How to wait for file to be created before moving on to next process?

1,906 views
Skip to first unread message

Dave Deandre

unread,
Jun 7, 2018, 5:21:02 PM6/7/18
to Nextflow
Hi,

I am trying to take in a file using Channel.fromPath(<pathFile here>) that is produced by the first process, which later will be used by the downstream process. However, when running it, the file does not exist, since the process is asynchronously ran with assigning variable. In the code below, it is just a replication of the actual process, where the shell process output cannot be captured by nextflow. I tried using Channel.watchPath(<path File here>) instead of fromPath, and it worked, but the pipeline does not end (as mentioned in the doc).

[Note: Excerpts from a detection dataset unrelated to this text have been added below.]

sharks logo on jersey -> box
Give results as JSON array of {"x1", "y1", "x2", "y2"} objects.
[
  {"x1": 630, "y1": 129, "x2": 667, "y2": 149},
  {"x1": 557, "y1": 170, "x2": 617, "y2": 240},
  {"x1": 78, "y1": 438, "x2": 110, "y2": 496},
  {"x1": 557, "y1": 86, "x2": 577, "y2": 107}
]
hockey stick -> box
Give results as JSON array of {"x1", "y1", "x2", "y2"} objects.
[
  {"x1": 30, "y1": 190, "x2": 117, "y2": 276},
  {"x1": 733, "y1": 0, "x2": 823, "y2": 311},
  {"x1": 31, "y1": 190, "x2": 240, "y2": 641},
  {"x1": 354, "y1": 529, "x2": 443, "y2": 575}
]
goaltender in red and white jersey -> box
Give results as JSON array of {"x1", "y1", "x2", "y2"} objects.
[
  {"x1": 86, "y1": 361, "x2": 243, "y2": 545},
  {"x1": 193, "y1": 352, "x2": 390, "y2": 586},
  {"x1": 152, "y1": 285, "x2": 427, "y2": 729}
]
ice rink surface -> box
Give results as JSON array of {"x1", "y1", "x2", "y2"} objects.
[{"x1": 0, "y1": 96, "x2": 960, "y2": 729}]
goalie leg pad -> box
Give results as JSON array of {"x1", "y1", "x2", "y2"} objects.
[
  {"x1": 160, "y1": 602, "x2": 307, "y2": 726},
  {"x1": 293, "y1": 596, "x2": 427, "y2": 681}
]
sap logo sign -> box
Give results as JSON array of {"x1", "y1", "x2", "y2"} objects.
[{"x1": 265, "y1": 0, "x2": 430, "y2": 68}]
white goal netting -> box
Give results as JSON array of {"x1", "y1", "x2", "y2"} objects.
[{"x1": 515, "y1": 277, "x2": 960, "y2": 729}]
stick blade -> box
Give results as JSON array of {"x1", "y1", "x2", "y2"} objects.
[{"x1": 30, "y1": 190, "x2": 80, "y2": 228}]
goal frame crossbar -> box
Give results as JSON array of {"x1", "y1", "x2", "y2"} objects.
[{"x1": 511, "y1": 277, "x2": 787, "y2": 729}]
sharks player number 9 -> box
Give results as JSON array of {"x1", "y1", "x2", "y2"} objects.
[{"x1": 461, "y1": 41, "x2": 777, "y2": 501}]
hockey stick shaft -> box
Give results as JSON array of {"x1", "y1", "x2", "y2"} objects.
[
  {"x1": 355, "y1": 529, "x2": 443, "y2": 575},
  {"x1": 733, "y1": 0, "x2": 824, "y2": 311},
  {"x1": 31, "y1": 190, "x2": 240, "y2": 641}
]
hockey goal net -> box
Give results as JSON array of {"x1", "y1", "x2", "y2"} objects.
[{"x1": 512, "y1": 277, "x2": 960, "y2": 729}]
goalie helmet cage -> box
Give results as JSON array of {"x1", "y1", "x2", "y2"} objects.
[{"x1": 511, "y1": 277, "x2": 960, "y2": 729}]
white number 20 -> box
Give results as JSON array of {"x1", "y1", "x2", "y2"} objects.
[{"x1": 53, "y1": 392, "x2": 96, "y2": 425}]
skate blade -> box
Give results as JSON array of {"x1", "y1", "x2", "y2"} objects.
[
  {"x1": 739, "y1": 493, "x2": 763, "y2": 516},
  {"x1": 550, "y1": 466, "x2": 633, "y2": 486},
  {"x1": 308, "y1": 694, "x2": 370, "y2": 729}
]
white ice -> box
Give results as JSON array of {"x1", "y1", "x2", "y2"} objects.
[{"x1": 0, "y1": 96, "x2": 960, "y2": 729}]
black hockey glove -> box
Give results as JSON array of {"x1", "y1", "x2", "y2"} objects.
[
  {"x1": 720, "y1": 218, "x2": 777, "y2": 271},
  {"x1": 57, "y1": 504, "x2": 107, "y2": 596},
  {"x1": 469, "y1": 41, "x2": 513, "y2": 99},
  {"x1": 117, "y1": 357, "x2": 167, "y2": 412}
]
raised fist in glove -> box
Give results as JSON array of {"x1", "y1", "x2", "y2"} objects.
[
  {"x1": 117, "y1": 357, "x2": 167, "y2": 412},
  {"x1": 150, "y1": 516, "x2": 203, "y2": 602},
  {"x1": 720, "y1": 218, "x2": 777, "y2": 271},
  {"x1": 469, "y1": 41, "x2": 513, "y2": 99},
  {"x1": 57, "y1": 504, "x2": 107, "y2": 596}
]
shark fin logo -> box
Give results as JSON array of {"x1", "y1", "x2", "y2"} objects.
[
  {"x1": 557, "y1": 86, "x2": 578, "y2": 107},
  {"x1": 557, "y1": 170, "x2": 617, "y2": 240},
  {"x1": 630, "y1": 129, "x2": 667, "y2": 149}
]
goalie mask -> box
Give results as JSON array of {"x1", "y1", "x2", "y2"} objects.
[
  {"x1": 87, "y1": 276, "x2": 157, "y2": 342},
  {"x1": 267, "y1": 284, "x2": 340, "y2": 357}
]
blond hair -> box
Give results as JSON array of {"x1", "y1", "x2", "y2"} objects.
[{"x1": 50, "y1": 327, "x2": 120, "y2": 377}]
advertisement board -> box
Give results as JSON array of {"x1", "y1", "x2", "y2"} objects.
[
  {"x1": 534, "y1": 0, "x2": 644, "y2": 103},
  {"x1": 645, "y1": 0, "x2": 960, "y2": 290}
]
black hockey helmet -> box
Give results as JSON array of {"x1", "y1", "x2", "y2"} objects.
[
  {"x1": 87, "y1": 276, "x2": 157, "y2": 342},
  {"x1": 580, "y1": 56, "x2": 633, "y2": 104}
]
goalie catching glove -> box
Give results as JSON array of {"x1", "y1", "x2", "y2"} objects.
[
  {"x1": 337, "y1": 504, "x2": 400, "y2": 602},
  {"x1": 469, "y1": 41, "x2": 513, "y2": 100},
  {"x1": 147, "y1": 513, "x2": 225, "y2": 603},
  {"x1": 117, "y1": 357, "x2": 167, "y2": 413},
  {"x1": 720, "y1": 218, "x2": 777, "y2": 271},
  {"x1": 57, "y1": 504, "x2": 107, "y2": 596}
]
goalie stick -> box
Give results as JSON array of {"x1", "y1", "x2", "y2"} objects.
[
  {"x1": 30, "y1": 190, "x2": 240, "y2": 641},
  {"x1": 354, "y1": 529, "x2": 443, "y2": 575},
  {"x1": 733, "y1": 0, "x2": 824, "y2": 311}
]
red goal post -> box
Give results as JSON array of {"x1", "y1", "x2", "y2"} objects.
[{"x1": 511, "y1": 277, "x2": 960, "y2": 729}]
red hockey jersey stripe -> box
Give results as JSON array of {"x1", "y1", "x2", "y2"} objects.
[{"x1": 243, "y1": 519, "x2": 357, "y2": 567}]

So my questions are as follows:
1. is there any way to stop watchPath after desired processes have been finished?
2. is there any other solutions in emitting the file from a specific directory after a process is finished?
3. is there any other alternatives?

NF script:


#!/usr/
bin/env  nextflow



/**

* step 1: Make a file called var1.txt

*/


process makeFiles {

        publishDir "<filePath where var1.txt will be published at the end of makeFiles process>"



        output:


        file "var1.txt"

        shell:

        """

        touch var1.txt

        echo 100 > var1.txt

        """

}


/**

* imports the var1.txt to a channel

*/


varChannel = Channel.fromPath("<filePath where var1.txt will be published at the end of makeFiles process>")


varChannel.subscribe { println it.text }


I understand that in this example, a channel can be as such in the output: file "var1.txt" into varChannel.

However, in the actual issue I am currently working on, it is not the case, and it is not possible to capture the file directly from nextflow, and I have to wait for the files to be created in the filepath.


Thank you very much!

Paolo Di Tommaso

unread,
Jun 8, 2018, 5:00:14 AM6/8/18
to nextflow
Process communication is made via (file) channels. You don't need to use intermediated folders. PublishDir is meant to save the final output of a workflow task, not for internal process communication.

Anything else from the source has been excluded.